92 Hoofdstuk 11 Beveiliging
Opstartwachtwoord beheren
U kunt het opstartwachtwoord als volgt instellen, wijzigen of verwijderen:
1. Open het setupprogramma door de computer in te schakelen of opnieuw op te starten. Wanneer
het bericht "Press the ESC key for Startup Menu" (Druk op de ESC-toets voor menu Opstarten)
linksonder op het scherm verschijnt, drukt u op de toets f10.
– of –
Open het setupprogramma door de computer in te schakelen of opnieuw op te starten. Wanneer
het bericht "Press the ESC key for Startup Menu" (Druk op de ESC-toets voor menu Opstarten)

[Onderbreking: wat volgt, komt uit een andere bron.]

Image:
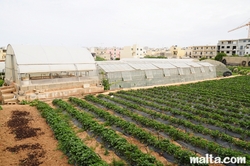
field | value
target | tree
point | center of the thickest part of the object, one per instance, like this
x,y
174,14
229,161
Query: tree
x,y
220,56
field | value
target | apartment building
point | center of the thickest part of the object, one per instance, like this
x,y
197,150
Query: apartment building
x,y
243,47
239,47
155,52
176,52
203,51
228,47
2,53
114,52
134,51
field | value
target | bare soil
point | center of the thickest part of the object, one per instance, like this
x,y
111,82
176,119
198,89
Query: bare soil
x,y
26,139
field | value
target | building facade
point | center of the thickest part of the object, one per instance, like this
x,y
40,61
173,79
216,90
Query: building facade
x,y
2,53
114,53
203,51
239,47
134,51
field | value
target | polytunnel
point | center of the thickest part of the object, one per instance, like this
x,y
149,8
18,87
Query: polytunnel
x,y
144,72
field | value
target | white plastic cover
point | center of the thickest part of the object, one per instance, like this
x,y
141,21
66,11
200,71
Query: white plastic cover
x,y
33,59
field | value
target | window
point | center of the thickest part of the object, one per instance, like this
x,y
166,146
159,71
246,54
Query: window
x,y
180,71
149,74
192,70
166,72
210,68
202,69
126,76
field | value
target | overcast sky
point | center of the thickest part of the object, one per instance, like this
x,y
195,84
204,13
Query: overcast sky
x,y
152,23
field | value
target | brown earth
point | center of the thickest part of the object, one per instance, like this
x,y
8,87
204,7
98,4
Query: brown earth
x,y
26,139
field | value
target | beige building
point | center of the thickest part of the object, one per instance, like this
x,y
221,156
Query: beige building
x,y
204,51
134,51
157,52
176,52
2,53
101,52
239,47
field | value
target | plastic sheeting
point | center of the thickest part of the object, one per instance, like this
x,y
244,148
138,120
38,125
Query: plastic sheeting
x,y
34,59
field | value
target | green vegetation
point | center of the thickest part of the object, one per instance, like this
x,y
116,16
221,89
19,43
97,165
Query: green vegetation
x,y
239,70
98,58
220,56
69,143
157,57
210,117
203,58
129,151
106,84
1,82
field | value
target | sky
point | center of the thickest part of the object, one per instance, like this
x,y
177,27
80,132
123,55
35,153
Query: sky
x,y
108,23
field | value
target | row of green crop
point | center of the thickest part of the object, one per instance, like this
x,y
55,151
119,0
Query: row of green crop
x,y
196,109
209,97
206,102
69,143
175,134
121,146
196,128
233,89
154,102
182,156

linksonder op het scherm verschijnt, drukt u op de toets esc. Wanneer het menu Startup (Opstarten)
verschijnt, drukt u op f10.
2. Selecteer met de pijltoetsen Security (Beveiliging) > Set Power-On Password
(Opstartwachtwoord instellen) en druk op de toets enter.
Opstartwachtwoord instellen: typ het wachtwoord in de velden Enter New Password
(Nieuwe wachtwoord invoeren) en Confirm New Password (Nieuwe wachtwoord
bevestigen). Druk daarna op de toets enter.

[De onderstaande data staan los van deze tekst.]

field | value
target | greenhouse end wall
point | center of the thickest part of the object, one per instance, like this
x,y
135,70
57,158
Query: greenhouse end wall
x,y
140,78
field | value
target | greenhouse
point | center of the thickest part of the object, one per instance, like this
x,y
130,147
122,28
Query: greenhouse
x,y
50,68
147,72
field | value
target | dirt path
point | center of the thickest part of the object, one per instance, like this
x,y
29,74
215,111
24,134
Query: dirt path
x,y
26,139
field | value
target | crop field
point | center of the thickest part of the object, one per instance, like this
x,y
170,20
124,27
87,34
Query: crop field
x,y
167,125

Opstartwachtwoord wijzigen: typ het huidige wachtwoord in het veld Enter Current
Password (Huidige wachtwoord invoeren) en typ een nieuw wachtwoord in de velden
Enter New Password (Nieuwe wachtwoord invoeren) en Confirm New Password
(Nieuwe wachtwoord bevestigen). Druk daarna op de toets enter.
Opstartwachtwoord verwijderen: typ het huidige wachtwoord in het veld Enter Current
Password (Huidige wachtwoord invoeren) en druk daarna vier keer op de toets enter.
3. Als u uw voorkeuren wilt opslaan en het setupprogramma wilt afsluiten, selecteert u met de
pijltoetsen Exit (Afsluiten) > Exit Saving Changes (Afsluiten en wijzigingen opslaan).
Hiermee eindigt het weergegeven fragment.